No one who read Pip Adam’s Acorn Foundation Fiction Prize-winning novel The New Animals can forget the moment when an almost banal description of quotidian Auckland reality — this happens, that happens, she said this, he stood there — gave way to the uncanny or the fantastic. Few readers were prepared for the genuine shock as the story slipped from the real to the impossible or gave up worrying too much about categories like the real and the impossible. A similar kind of shock hits several times over in Adam’s third novel Nothing to See — and it’s not just strange or invigorating this time, it’s genuinely chilling and eerie. It’s more like a description of a haunting.
Adam writes in her generous afterword that winning the Acorn prize for The New Animals gave her the confidence to write this more ambitious, more original and, possibly, more divisive novel. We should be pleased about that. It’s a reminder that prizes are not just recognition and (for a day or two, if you’re lucky) publicity, but are also validation. An admission: I was one of the four judges who picked The New Animals for the prize that year. I don’t remember it being a hard decision.
We heard a lot about haircuts and T-shirt design in The New Animals, about fashion world hierarchies based on work, age and class. Nothing to See pays greater attention to overlooked and unglamorous work, the work that is in danger of being automated, rendered post-human — sorting clothes in warehouses, working in call centres, even moderating comments on websites.
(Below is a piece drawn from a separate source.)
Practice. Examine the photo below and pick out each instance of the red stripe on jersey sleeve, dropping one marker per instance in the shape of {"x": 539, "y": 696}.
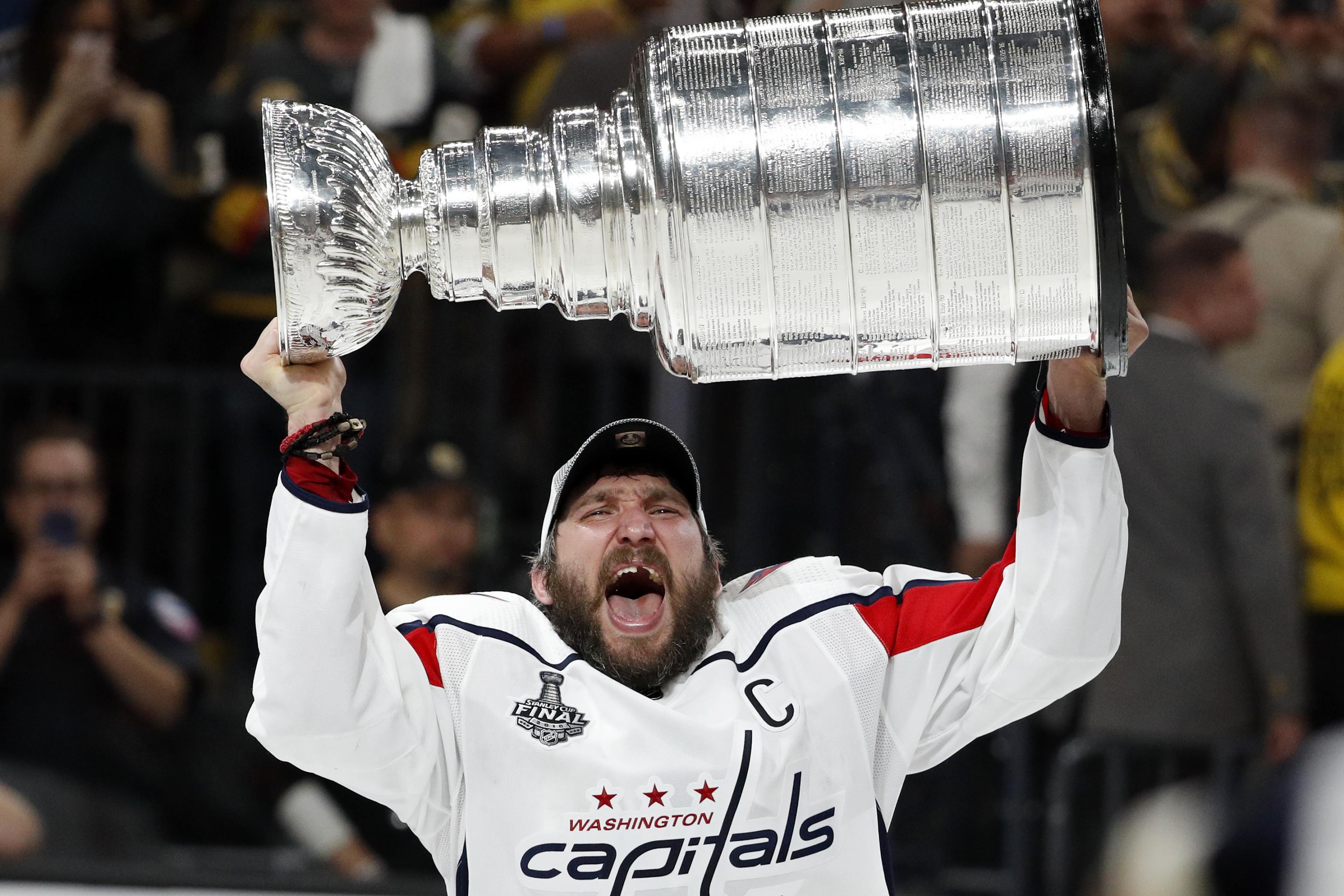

There is a political edge to this attention which might not be quite as explicit as Adam thinks it is (the publisher calls this a novel about surveillance capitalism, which explains the title). The slightly satirical political edge and a leaning towards the fantastic and the playful, combined with an absence of the usual emotional cues or interiority some readers expect or even demand from fiction, can be reminiscent of what José Saramago was doing in novels like The Double and Death at Intervals.
Careful symmetry is key to Nothing to See. There are three sections, set at 12-year intervals, in what appear to be New Zealand’s three main cities. When the story begins, in 1994, Peggy and Greta are in their early twenties and living together in one room, while a pair named Dell and Heidi are living in another. There is an uneasiness from the start: are Peggy and Greta friends or lovers or sisters or even twins? We do know that both are alcoholics in rehab, living in a very accurately described poverty — scraping together enough coins to buy one meal for two, and sharing seven socks between them (“None matched”). Figuring out how to cook a quiche or even go to the supermarket is a major breakthrough. There is a terrible boredom in the sober life but of course it’s better than the alternative. “They still had nightmares. Woke up gasping.”
It’s impossible to describe much more without spoiling the surprises — or shocks. But we can say that Adam has advanced even further as a writer. There is an evenness to her writing that is hypnotic rather than monotonous, steady rather than flat, and the sustained melancholy recalls the sadder end of science-fiction — films like Her and Never Let Me Go. At its heart, this is a novel about shame, loneliness, about wanting to do good and hoping for second chances — or third or fourth chances. It’s about finding new ways of being. That it can cover all this, and be deeply affecting as it does so, while also pushing at the traditional limits of fiction, is a real achievement.